Lors d’un entretien que nous avons réalisé avec Maître LAFFORGUE, avocat de Phyto-Victimes, ce dernier nous a confié que le système actuel présentait quelques limites. Selon lui, le système de reconnaissance d’une maladie professionnelle est plutôt efficace lorsque cette dernière figure dans le tableau des maladies professionnelles présent dans la législation. En revanche, dès que l’on en sort, c’est-à-dire dès que l’on entre dans le système complémentaire, les démarches deviennent plus difficiles. Il faut alors passer par les comités de reconnaissance des maladies professionnelles avec lesquels les démarches sont longues et incertaines. Toujours selon François LAFFORGUE, les médecins rassemblés dans ces comités n’ont pas toujours les compétences nécessaires afin de rendre une expertise claire et irréfutable. Ils suivraient la logique inadaptée à la situation, à savoir » A chaque cause correspond un seul et unique effet ». Or cette façon de raisonner ne peut être retenue, compte tenu de l’existence d’effets cumulés. Ces derniers ne sont pas encore pris en compte pas la réglementation, tout comme les risques liés aux faibles doses. Actuellement, la réglementation se base sur des doses d’exposition seuil. Etant donné que les effets des pesticides sur la santé ne sont pas linaires, la pertinence de ces doses seuils est remise en cause.

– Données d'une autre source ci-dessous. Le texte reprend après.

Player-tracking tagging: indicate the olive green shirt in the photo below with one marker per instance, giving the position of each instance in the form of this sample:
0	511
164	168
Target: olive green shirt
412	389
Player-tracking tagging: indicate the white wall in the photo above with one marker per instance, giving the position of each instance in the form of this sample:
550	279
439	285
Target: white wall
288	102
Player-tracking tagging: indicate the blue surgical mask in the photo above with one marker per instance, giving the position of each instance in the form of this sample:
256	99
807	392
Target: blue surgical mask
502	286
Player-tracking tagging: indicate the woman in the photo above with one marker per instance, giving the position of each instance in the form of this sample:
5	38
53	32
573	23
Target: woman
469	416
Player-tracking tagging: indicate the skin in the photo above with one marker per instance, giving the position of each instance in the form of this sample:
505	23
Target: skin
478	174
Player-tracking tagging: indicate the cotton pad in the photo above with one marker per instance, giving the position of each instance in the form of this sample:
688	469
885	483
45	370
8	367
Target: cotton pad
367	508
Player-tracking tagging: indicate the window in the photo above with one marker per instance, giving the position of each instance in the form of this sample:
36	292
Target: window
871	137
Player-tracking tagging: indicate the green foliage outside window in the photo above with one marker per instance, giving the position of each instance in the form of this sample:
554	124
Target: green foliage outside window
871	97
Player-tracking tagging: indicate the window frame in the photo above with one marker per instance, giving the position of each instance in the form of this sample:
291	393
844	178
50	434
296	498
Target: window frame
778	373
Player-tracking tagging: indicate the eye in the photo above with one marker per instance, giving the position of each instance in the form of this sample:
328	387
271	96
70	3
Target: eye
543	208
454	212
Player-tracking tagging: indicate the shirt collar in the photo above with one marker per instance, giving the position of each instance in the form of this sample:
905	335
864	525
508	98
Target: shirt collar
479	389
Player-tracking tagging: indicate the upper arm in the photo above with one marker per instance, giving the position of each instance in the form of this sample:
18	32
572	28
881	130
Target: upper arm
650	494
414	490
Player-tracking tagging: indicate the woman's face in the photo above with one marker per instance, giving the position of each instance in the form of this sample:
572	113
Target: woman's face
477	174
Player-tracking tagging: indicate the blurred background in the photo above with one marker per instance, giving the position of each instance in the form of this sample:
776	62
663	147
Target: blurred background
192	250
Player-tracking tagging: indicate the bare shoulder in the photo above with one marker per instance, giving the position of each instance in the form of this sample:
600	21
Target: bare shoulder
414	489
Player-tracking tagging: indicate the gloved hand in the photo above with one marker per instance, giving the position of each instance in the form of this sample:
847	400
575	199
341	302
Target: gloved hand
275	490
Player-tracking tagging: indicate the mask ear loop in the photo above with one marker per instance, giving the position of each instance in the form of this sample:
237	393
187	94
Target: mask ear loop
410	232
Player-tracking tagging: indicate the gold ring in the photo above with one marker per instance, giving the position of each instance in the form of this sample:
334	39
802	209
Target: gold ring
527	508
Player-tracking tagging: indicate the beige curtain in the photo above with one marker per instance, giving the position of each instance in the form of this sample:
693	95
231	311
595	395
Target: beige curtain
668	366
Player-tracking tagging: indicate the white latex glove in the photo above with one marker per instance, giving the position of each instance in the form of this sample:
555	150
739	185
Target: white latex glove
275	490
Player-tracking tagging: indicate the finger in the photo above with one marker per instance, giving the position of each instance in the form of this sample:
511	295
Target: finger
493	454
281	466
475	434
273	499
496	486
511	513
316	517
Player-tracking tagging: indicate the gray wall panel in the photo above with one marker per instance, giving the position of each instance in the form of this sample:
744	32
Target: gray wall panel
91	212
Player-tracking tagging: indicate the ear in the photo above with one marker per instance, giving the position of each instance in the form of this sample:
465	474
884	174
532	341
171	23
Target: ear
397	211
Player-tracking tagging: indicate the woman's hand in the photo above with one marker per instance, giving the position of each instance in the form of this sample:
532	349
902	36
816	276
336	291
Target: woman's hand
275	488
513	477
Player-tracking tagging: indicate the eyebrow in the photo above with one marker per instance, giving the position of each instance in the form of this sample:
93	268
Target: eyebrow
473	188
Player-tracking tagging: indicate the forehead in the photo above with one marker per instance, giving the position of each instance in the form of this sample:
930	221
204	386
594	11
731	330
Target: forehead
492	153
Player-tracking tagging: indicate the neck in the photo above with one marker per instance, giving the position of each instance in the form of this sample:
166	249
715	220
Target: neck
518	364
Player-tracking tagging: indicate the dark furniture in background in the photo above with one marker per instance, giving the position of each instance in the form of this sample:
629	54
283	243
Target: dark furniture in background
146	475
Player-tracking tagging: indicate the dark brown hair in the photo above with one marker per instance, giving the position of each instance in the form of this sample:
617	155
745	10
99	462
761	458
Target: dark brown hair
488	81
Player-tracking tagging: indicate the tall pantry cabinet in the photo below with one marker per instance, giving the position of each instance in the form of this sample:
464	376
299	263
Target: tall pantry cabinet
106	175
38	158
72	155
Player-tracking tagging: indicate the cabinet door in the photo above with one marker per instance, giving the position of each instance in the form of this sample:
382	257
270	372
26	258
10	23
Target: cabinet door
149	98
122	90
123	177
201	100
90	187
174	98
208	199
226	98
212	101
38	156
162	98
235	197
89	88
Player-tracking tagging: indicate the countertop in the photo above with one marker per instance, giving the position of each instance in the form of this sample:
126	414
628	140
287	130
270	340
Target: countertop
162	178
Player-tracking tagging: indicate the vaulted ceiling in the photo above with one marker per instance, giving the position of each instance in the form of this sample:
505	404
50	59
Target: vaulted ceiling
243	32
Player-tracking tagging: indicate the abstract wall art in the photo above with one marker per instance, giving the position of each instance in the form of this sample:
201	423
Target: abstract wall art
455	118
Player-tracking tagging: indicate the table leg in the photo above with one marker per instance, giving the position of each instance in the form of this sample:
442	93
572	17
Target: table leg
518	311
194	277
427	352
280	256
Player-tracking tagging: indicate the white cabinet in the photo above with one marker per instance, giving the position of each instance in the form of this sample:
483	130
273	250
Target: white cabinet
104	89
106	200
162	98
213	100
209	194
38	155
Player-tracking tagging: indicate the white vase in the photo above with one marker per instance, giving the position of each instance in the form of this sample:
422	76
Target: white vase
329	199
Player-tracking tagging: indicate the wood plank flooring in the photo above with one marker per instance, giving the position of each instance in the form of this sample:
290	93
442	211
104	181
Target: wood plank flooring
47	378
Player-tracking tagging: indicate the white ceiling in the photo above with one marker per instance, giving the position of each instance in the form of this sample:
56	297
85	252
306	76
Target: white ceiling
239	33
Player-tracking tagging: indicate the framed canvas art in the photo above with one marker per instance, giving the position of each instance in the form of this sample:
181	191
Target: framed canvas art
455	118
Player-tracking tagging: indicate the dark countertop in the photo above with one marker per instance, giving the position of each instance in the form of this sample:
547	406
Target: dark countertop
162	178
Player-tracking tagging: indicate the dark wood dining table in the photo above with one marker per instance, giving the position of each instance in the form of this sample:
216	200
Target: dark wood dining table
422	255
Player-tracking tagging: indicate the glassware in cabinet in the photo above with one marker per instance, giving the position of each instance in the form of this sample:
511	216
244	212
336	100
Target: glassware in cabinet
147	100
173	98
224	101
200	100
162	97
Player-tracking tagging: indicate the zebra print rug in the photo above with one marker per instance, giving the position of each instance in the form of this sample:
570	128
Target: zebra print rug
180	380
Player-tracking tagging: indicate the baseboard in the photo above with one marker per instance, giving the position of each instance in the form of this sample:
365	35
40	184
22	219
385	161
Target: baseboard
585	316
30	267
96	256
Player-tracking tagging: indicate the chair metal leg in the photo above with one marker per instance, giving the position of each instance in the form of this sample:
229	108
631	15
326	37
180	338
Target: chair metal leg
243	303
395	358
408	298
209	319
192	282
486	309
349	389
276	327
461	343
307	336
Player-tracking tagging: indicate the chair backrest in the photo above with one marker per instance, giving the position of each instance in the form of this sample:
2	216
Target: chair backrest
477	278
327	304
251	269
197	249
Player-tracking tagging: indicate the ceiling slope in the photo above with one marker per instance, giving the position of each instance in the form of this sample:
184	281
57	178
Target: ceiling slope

La législation actuelle ne prend pas en compte les effets cumulés. Toutes les études menées par les industriels en amont de la commercialisation d’un produit sont effectuées sur le principe actif du pesticide et non sur le pesticide lui-même. Les adjuvants, parfois bien plus toxiques que le principe actif lui-même, ne sont absolument pas pris en compte. A cela s’ajoute un cruel manque de transparence de la part de l’industrie. A l’heure actuelle, les compositions et les dosages des pesticides sont des données confidentielles auxquelles très peu d’experts ont accès. Selon un chercheur du CRIIGEN, la transparence de l’industrie serait la solution au débat actuel sur la question de la dangerosité des pesticides. Elle permettrait notamment la réalisation d’études scientifiques menées par des organismes indépendants auxquels on pourrait accorder davantage de crédit. A cela s’ajoute de nombreux conflits d’intérêts. Selon le chercheur du CRIIGEN, de nombreux comités sollicités dans le processus d’homologation d’un produit sont acquis à la cause des industriels ce qui fausse considérablement les décisions.
Selon François Lafforgue, un renversement de la preuve doit s’effectuer. Actuellement, c’est aux victimes de prouver la dangerosité des produits qu’ils utilisent alors que ce devrait être aux industrielles de prouver l’innocuité des produits qu’ils souhaitent commercialiser.